Wenigstens eine kleine Grillparty konnten wir im Sommer dazwischen schieben, um uns doch einmal alle persönlich zu sehen. Und Bürohund Mochi, der während der Coronazeit in unserem Trierer Büro eingezogen ist, ist auch sehr hilfreich: Ihr regelmäßige Streicheleinheiten oder kleine Snacks zukommen zu lassen oder sich gemeinsam über sie lustig zu machen, macht auch mit wenigen Kollegen im Büro gute Laune. Und dank digitaler Wichtel-Tools (ja, sowas gibt es tatsächlich) und dem regelmäßigen „Postkutschenverkehr“ zwischen Trier und Mainz, musste sogar das alljährliche Weihnachtsgeschenke-Wichteln in diesem Jahr nicht ausfallen. Gott sei Dank – der Nachschub an Socken war gesichert!


Trotz Corona-Einschränkungen und Homeoffice wurde das Projekt „CMS-Wichteln 2020“ erfolgreich und zu der Zufriedenheit aller Beteiligten abgeschlossen.

Ganz so schlimm war es aber vielleicht doch nicht

Unser Grafiker Jan sieht dieses Jahr übrigens nochmal aus einem ganz anderen Blickwinkel: „Das Jahr 2020 war ein sehr unordentliches Jahr für mich. Im Februar startete nicht nur meine Arbeitslosigkeit, sondern auch die Hochphase des Coronavirus. Zudem war das Frühjahr geplagt von Umzügen, Trennungen und Neuorientierungen beruflicher als auch persönlicher Natur. Was mich nach der Einstellung bei Content Marketing Star am meisten beruhigt hat, war die wiedererworbene Stabilität und der unglaublich herzliche Umgang mit den Kolleg*Innen.
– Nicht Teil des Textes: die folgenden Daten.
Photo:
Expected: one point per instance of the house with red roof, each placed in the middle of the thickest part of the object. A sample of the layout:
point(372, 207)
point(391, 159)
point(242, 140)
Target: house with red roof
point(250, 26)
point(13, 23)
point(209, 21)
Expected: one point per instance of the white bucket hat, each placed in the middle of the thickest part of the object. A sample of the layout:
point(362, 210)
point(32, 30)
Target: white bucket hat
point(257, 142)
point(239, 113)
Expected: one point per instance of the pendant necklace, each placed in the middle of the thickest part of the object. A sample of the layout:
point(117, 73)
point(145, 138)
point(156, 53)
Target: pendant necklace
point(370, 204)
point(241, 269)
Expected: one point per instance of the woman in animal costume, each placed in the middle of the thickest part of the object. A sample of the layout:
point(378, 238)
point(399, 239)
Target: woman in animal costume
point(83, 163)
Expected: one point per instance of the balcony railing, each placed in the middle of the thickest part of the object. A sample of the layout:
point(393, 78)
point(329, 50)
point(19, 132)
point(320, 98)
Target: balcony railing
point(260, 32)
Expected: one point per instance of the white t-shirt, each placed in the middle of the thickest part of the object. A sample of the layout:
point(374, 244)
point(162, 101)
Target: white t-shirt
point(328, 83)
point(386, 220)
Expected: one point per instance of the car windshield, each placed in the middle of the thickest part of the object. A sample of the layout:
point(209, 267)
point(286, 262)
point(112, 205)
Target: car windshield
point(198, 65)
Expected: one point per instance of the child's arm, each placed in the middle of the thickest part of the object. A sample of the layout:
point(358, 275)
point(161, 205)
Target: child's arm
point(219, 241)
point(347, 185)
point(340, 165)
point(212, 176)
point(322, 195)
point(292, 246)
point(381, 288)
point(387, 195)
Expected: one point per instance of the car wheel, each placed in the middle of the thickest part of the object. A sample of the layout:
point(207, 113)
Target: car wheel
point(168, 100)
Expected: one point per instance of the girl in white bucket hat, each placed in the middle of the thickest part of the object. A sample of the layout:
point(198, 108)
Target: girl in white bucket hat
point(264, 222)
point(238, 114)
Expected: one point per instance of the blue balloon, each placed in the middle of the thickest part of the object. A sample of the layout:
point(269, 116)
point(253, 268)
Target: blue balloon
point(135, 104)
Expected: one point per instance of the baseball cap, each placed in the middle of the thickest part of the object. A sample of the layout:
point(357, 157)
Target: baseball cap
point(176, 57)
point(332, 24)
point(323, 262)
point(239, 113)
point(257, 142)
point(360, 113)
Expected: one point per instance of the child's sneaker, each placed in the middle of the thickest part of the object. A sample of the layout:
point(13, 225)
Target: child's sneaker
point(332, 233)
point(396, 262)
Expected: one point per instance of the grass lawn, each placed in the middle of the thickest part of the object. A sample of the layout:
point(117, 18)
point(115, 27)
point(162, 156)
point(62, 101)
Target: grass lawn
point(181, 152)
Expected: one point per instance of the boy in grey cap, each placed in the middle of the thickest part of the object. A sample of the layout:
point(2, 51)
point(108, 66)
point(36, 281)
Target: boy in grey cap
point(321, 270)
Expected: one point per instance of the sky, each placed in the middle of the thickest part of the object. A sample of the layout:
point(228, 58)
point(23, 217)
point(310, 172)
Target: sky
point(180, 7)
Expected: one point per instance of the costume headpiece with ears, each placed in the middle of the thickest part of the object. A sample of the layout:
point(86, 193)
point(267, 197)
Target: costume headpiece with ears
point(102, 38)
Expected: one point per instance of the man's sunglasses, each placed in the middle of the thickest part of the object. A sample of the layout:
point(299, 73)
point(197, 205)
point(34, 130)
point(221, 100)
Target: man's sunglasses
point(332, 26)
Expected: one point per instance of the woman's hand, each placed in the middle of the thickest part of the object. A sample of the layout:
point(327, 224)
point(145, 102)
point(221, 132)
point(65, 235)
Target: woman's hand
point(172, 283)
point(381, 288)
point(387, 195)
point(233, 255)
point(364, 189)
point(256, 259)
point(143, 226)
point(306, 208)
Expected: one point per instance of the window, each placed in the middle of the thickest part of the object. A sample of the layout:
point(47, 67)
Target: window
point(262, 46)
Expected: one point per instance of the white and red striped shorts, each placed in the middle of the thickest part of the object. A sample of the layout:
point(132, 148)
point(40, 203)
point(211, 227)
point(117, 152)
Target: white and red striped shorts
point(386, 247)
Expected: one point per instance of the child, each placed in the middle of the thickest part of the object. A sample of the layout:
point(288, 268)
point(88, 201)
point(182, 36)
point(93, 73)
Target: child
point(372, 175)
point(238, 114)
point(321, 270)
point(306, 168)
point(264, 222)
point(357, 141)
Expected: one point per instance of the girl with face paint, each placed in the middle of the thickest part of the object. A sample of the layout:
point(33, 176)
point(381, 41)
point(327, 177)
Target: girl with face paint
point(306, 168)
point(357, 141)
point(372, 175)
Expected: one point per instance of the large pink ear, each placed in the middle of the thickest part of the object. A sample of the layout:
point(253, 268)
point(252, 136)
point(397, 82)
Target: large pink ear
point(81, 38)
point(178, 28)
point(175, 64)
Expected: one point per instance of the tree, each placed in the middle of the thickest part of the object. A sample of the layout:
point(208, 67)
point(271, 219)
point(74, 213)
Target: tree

Was ich lernen konnte durch diese Situation ist, dass Vertrautheit und herzlicher Umgang nichts mit Distanz zu tun haben, sondern mit der eigenen Einstellung, was man daraus macht. Das Vertrauen in der Agentur ist für mich ein ungewohntes Gefühl. Die Arbeit im Homeoffice ebenfalls, doch durch kontinuierliche Calls und eine sehr gute Kommunikation untereinander war und ist diese Hürde verhältnismäßig leicht zu nehmen.“

Und jetzt?

Mit diesen netten Worten (Danke, Jan!) kommen wir dann auch schon zum Ende dieses Beitrags. Und? Wie geht es nun weiter? Das weiß wahrscheinlich niemand so genau. Machen wir einfach das Beste draus. Das Leben steht nicht still, und „The Day After Corona“ kommt sicher. Viele Aktionen, Messen und Events müssen dann nachgeholt, Verluste wieder ausgeglichen werden. Nutzen Sie die Zeit bis dahin, um sich mit einer digitalen Marketingstrategie für Ihr Unternehmen auseinander zu setzen – und vielleicht auch schon die ersten wichtigen Schritte in die digitale Welt zu gehen.

Falls Sie sich dabei schwertun: Wir beraten Sie gerne, auch aus dem Homeoffice! Und auch im Jahr 2021 – das hoffentlich für alle wieder in etwas gewohnteren Bahnen verlaufen wird – stehen wir Ihnen gerne bei allen Ihren digitalen Vorhaben zur Seite.

Das ganze Team von Content Marketing Star wünscht Ihnen ein versöhnliches Jahr 2021 mit viel Gesundheit, viel Glück und viel Erfolg. Und wir hoffen, dass Sie all das, worauf Sie 2020 – persönlich oder beruflich – leider verzichten mussten, im neuen Jahr ausreichend nachholen können!